Running Time: 92 minutes
US Certificate: R UK Certificate: 15
In 1998, director Hideo Nakata released Ringu, a chilling old-school horror story furnished with new technology – and ever since then, it has cast a long, dark shadow of influence and imitation. Within a year there was Nakata’s own sequel, Ringu 2, and then a prequel, as well as remakes of the original from both Korea (‘The Ring Virus’) and Hollywood (The Ring) – and now Nakata himself has returned to direct an American version of his own sequel (the forthcoming ‘The Ring 2’). Yet if Ringu has spread through the horror scene like a virus, there have also been some interesting mutations of its uncanny style – Nakata’s own less sensational, more substantial Dark Water, as well as films like The Eye, ‘The Phone’, ‘A Tale of Two Sisters’ – and Takashi Shimizu’s ‘Ju-On’ cycle.

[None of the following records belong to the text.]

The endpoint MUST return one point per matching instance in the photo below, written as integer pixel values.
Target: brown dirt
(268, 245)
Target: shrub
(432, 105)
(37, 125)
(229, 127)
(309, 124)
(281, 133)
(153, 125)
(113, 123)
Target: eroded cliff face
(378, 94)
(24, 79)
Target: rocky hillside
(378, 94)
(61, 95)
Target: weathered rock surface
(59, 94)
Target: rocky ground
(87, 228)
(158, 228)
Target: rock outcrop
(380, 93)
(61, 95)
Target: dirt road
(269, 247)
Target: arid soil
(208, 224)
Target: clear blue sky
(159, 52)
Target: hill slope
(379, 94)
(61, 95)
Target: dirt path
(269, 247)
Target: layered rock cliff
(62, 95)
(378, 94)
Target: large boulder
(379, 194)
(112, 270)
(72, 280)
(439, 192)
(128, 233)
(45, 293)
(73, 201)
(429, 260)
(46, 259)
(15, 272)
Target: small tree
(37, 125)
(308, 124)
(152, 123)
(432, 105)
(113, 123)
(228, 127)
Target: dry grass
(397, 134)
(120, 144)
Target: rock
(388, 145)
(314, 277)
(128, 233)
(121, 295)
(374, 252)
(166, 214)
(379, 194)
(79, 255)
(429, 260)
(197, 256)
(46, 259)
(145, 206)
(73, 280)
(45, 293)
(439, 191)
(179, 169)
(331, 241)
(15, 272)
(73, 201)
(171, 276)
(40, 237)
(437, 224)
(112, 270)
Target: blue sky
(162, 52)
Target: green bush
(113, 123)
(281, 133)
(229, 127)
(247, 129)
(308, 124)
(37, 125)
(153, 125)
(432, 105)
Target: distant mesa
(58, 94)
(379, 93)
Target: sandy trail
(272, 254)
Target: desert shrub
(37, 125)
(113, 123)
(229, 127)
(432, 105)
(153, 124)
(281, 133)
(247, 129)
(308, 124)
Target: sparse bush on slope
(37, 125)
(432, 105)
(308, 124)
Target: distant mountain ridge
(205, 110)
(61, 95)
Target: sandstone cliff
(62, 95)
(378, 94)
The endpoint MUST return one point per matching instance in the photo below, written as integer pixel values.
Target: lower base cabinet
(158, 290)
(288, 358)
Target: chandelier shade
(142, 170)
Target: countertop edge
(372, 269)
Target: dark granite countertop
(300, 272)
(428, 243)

‘Ju-On’ began its life in 2000 as two shot-to-video telemovies, whose spooky success earned Shimizu financial backing to revive them for the big screen in 2002, retaining the basic premise while radically rewriting the story and characters (and improving the horror effects out of sight). A sequel (‘Ju-On: The Grudge 2’) followed in 2003, and then the inevitable American re-make (The Grudge, currently in post-production). Shimizu is clearly travelling in Nakata’s wake, even to the extent that Hiroshi Takahashi, the screenwriter of Ringu, is listed as a ‘creative consultant’ on ‘Ju-On’, and many of the film’s features are familiar from Nakata’s work – from the creepy little boy to the long-haired female ghost, from the terrified schoolgirls to a clairvoyant father and child, from the mirror that plays tricks to the use of telephones, televisions, videotapes and photographs as sources of fear, and from the haunting that results from a brutal murder to the deadly force that propagates itself like a virus.

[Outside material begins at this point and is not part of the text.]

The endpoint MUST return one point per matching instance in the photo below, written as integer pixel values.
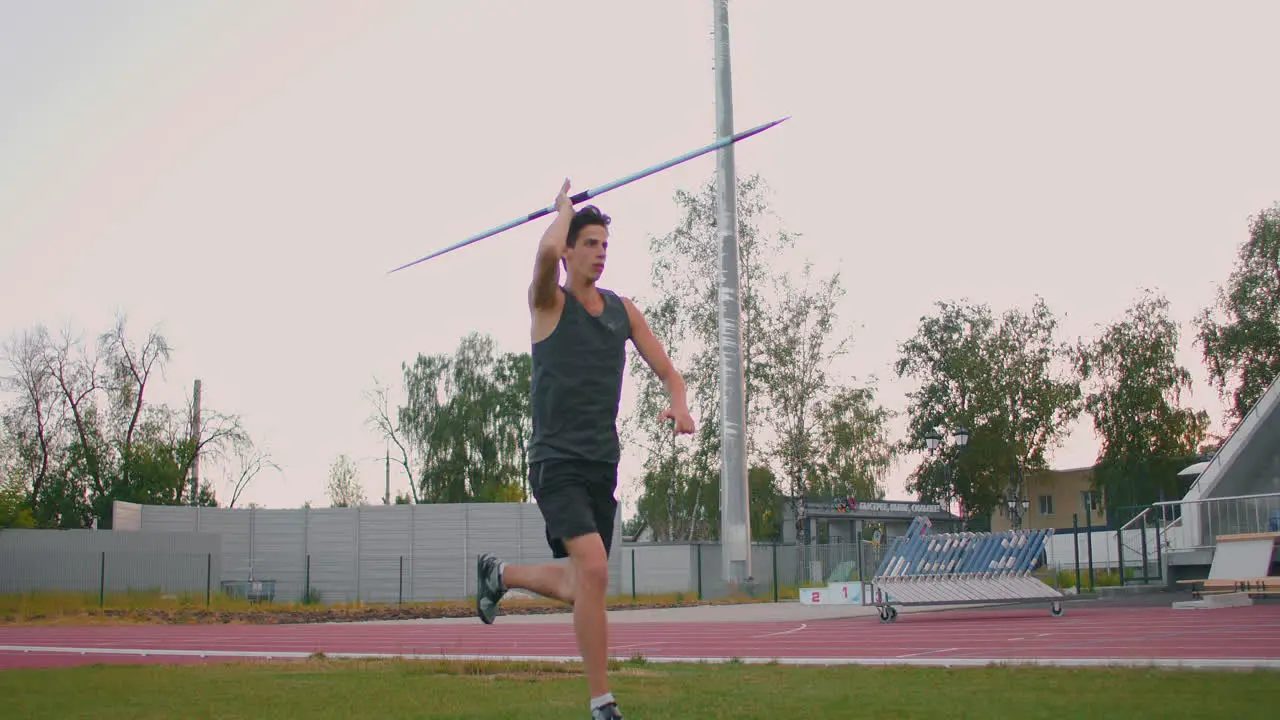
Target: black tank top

Yet it is in its non-linear, highly episodic structure that ‘Ju-On’ differs from Ringu. At first the film appears to comprise an arbitrary set of variations on a theme, wherein unconnected characters are seen being undone, one after the other, by a curse that relentlessly pursues all who encounter it. Yet far from being merely a compendium of eerie, if slightly repetitive, supernatural set-pieces (although it certainly is that), the different scenes in ‘Ju-On’ are gradually seen to be linked, albeit linked in a manner that defies chronology, confounds identity and leaves sanity sobbing in the dark – and it is this deep-seated irrationality which will continue haunting the corridors, closets and attics of your mind long after you have recovered from the peculiar horror of a boy emitting the shrieking meow of a cat.
It's Got: An eerieness that transcends its individual episodes, an ensemble cast required by the high deathcount, a richness of incidental detail that all seems to add up to something just beyond grasp, several very unhappy families, and a mindbending conclusion.

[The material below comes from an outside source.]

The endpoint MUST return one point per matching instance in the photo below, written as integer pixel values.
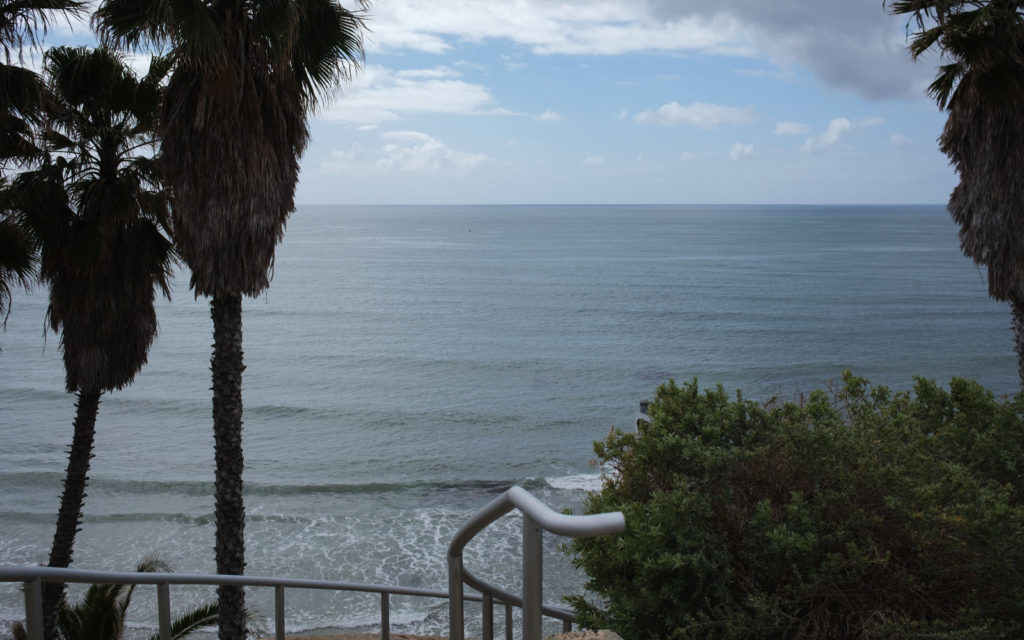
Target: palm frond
(24, 23)
(205, 615)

It Needs: To be watched through your hands, peekaboo-style (apparently this will keep you safe)
DVD Extras (Update) Scene selection; choice of audio (Japanese DTS/Japanese Dolby digital 5.1/English dub); optional subtitles (English/SDH); full audio commentary by martial artist and Hong Kong cinema expert Bey Logan, showing his usual breathless enthusiasm for, and encyclopædic knowledge of, all things Asian, with insightful comments on the unconventional (for horror) lack of POV camerawork in the film and the way in which it achieves terror mostly through simple physical (rather than computer generated) effects - Logan is also at times very funny ("if the security guards get eaten by monsters, well, you know, thats what they get paid for", "any man who wears a jacket of that particular shade deserves whatever is coming to him", etc.). There is also a Bey Logan biography (welcome, but a bit odd in the absence of any biographies of the actual director or cast of the film); and showreels of other releases from Hong Kong Legends (A Chinese Ghost Story, Full Contact, Bullet in the Head, Wing Chun, Iron Monkey, Moon Warriors) and Premier Asia (Ichi the Killer, Champion, Volcano High, Bang Rajan, Bichunmoo, The Warrior). DVD Extras Rating: 6/10
'Ringu' redux, but with a haunting disregard for chronology or logic, and lots of cats.